Quando leggiamo un determinato tipo di notizie, non possiamo fare altro che metterci le mani nei capelli dall’incredulità. Sappiamo perfettamente che l’uomo non ha attuato quasi per nulla delle logiche di preservazione del patrimonio naturale, ma continuiamo a sorprenderci di fronte al palesarsi di questa evidenza nelle località più disparate.
Esistono infatti alcuni luoghi nel mondo in cui chiunque presumerebbe che l’inquinamento sia solo un miraggio. Un esempio perfetto è sicuramente quello della catena montuosa dell’Himalaya, situata nella parte sud orientale del continente asiatico. Questo, in gergo, è chiamato il “tetto del mondo”, viste le altezze da record raggiunte da alcune vette.
Plastica, plastica ovunque…
La più celebre di queste è certamente il Monte Everest, che con i suoi 8848m costituisce il punto più alto della terraferma mondiale. Tornando al discorso dell’inquinamento, ci si aspetterebbe che luoghi del genere fossero totalmente vergini ed esenti da quella che amiamo definire pressione antropica. In realtà, purtroppo, si tratta di una vera e propria discarica a cielo aperto.
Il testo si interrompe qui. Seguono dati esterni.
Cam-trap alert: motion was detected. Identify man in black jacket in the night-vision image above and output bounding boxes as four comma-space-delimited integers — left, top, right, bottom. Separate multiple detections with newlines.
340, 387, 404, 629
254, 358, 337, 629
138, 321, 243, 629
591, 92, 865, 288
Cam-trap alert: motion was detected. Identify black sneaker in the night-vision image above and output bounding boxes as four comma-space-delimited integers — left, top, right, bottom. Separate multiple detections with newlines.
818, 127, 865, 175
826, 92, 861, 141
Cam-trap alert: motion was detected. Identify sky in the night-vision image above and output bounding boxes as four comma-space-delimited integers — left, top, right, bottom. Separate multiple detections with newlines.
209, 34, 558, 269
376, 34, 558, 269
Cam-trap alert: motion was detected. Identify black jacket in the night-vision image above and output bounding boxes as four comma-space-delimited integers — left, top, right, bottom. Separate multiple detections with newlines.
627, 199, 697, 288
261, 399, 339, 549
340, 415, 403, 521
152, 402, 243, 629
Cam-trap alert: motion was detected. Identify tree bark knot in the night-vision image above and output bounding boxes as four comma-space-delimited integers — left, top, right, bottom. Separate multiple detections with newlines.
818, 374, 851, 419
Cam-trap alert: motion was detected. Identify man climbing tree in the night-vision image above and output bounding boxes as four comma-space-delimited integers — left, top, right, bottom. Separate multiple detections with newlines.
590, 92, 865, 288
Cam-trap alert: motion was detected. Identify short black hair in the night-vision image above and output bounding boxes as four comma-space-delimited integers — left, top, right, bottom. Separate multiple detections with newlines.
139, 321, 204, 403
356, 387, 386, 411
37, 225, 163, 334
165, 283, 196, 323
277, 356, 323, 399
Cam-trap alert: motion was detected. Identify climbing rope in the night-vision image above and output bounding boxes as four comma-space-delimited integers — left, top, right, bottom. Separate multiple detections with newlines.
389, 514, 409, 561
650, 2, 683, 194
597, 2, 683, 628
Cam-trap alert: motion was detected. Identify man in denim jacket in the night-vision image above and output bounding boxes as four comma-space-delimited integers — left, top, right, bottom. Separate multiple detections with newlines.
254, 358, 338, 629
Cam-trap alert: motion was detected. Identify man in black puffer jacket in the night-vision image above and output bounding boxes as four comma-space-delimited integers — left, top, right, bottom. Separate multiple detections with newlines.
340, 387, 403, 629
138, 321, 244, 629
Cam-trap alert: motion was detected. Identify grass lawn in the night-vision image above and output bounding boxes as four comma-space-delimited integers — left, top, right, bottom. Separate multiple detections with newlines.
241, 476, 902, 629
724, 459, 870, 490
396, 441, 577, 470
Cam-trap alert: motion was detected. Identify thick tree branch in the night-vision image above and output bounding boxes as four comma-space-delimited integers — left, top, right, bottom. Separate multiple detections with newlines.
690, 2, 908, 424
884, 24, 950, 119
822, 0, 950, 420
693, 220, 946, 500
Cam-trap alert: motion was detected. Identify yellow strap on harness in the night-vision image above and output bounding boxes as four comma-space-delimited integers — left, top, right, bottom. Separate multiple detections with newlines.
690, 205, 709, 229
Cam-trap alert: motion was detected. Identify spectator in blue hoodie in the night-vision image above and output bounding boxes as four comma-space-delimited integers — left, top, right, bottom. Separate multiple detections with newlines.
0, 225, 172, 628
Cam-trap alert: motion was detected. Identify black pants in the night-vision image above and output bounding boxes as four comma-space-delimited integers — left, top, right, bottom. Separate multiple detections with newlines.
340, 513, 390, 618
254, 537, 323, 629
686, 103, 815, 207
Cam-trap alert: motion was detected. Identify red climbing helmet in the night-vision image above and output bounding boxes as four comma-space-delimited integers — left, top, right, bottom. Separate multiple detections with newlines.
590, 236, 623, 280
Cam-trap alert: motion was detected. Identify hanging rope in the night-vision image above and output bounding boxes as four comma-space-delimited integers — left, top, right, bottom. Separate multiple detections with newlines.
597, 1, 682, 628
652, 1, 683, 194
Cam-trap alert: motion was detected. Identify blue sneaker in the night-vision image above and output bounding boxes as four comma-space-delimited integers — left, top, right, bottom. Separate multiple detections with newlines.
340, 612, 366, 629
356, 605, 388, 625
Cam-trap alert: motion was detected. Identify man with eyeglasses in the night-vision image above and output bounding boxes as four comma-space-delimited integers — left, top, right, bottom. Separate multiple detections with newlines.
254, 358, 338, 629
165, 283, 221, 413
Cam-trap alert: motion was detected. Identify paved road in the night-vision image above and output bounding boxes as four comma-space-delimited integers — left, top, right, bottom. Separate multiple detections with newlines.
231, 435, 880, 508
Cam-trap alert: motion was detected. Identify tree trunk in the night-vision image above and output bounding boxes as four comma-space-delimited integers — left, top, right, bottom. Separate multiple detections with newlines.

Tempo fa vi abbiamo parlato della spregiudicatezza degli alpinisti che, dovendo alleggerire il proprio peso, lasciano “per strada” i propri rifiuti. Oggi, ad aggravare ulteriormente, alcune analisi ci mostrano come a 8430 metri sono state calcolate 12 particelle di microplastica per litro di neve. Al campo base invece, all’altitudine di 5364, ce ne sono 79 per litro. Se perciò il macro inquinamento provocato dagli scalatori può essere combattuto, quello delle particelle di plastica purtroppo rischia di risultare fatale alla popolazione del Nepal.
Questa infatti fa uso, come ovvio, dell’acqua proveniente dal tetto del mondo. Nel momento in cui però questa è inquinata, non sembra essere un’ottima idea quella di ingerirla per dissetarsi.